Furthermore, the UI facilities that early microcomputer BASICs provided would not be acceptable today. The graphics of the Apple II or QBASIC might be cool for a retro game, but you wouldn't want to develop a real application that way. For one thing, such applications were inaccessible to blind users with the primitive screen readers that existed back then, and today's screen readers would do no better. And a text UI with PRINT and INPUT would be accessible but even more retro. So even if you wrote an app in BASIC and deployed it to a cloud platform, you'd somehow have to use a modern platform like the Web for your UI. Unless, of course, you want to develop a retro game, and that might indeed be a fun side project.

2 comments

A web-based Apple Basic emulator can be found at:

http://www.calormen.com/jsbasic/

I taught some intro programming to my kid using this.
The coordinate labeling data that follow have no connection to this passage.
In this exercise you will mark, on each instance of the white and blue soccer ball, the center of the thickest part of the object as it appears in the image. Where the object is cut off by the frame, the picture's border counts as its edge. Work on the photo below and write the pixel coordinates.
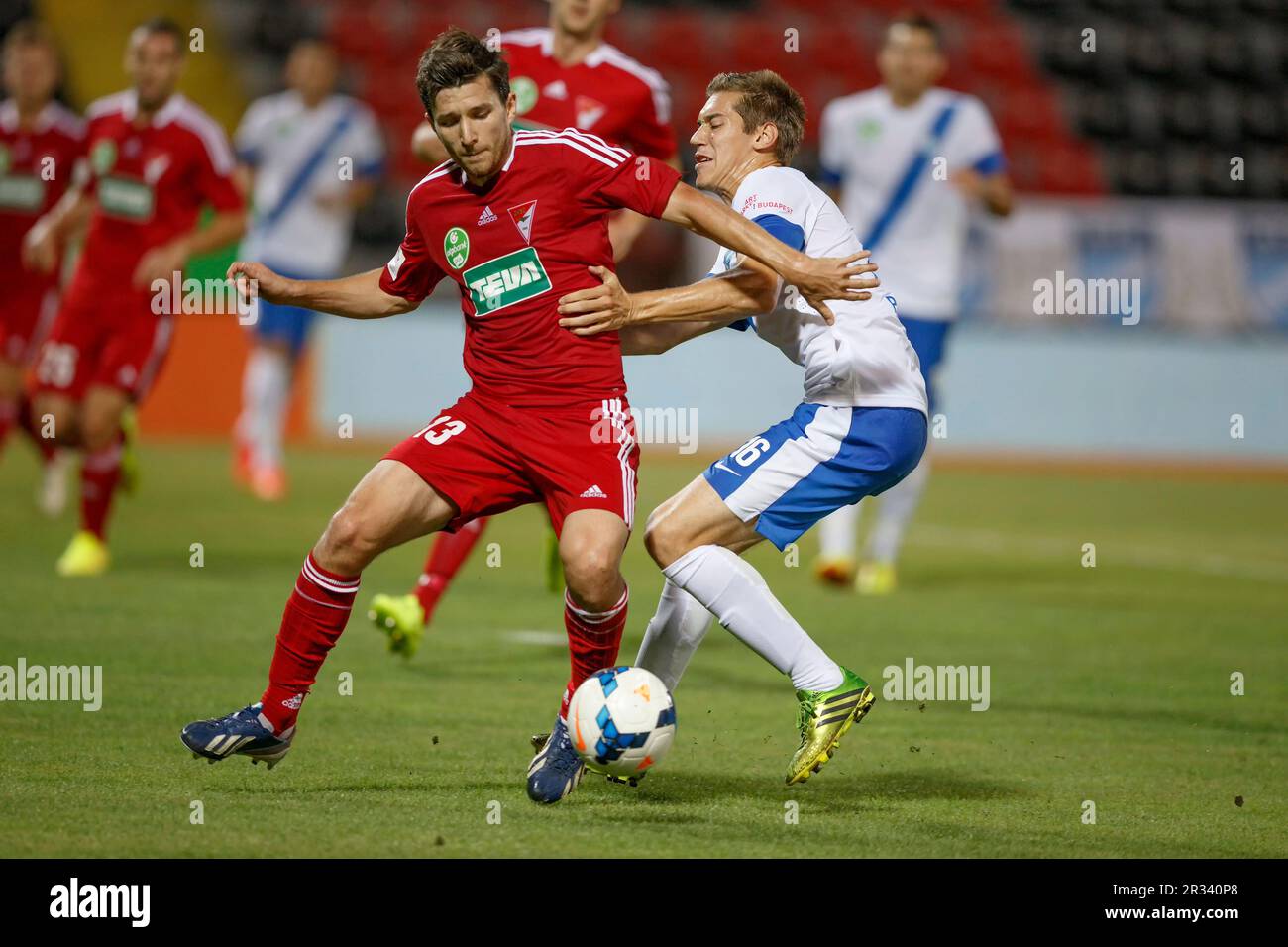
(622, 720)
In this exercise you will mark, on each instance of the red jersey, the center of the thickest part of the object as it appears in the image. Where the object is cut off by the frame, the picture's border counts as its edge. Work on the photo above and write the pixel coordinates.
(35, 171)
(519, 244)
(606, 93)
(151, 182)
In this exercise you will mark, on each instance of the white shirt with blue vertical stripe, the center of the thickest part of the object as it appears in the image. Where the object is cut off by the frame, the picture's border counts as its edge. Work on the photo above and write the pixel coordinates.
(862, 361)
(299, 155)
(894, 169)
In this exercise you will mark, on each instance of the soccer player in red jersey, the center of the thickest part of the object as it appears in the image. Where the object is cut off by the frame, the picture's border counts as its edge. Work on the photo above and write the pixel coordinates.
(515, 221)
(563, 75)
(40, 142)
(155, 161)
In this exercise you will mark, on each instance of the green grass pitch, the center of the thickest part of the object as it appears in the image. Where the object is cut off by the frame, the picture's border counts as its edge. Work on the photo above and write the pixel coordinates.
(1109, 684)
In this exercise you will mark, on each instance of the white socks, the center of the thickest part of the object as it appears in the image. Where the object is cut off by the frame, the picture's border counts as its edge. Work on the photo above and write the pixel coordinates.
(894, 513)
(733, 591)
(266, 392)
(674, 634)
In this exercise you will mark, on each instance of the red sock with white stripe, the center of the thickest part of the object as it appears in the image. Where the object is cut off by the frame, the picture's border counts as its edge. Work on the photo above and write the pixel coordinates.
(446, 557)
(592, 641)
(312, 622)
(101, 472)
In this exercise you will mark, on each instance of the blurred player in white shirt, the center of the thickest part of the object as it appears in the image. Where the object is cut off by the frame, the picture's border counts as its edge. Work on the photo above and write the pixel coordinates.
(859, 429)
(910, 161)
(313, 158)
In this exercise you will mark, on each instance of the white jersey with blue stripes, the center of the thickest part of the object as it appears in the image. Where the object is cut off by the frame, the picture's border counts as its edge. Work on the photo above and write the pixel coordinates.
(300, 158)
(862, 361)
(894, 169)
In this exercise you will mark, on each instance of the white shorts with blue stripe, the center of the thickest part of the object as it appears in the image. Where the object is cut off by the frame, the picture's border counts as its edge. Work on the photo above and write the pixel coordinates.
(815, 462)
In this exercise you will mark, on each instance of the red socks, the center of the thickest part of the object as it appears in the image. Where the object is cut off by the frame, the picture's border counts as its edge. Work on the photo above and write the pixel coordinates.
(99, 474)
(592, 641)
(8, 415)
(446, 557)
(316, 613)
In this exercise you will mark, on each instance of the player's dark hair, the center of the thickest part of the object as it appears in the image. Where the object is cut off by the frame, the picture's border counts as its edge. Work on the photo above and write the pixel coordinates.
(767, 98)
(919, 21)
(163, 26)
(454, 58)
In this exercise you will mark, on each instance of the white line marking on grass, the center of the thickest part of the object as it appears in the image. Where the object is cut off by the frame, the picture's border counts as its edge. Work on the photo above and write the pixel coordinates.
(1142, 557)
(544, 638)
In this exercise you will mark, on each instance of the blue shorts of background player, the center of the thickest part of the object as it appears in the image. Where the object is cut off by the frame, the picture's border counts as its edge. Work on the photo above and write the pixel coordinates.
(927, 338)
(818, 460)
(284, 325)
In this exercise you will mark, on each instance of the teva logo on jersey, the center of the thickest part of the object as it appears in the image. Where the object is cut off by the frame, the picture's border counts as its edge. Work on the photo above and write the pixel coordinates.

Source-code to draw a hamburger:

   70 REM draw hamburger 

   80 HGR2:HCOLOR=5

   100 for t = 1 to 50 step 0.01

   140 x = Sin(Tan(t))

   160 y = Cos(t) 

   180 xp = (x * 50) + 150

   190 yp = (y * 50) + 100

   200 HPLOT xp, yp TO xp, yp

   300 next t
Yeah, I meant web applications with the ease of developing and running a basic program of old. Sorry that wasn't clear.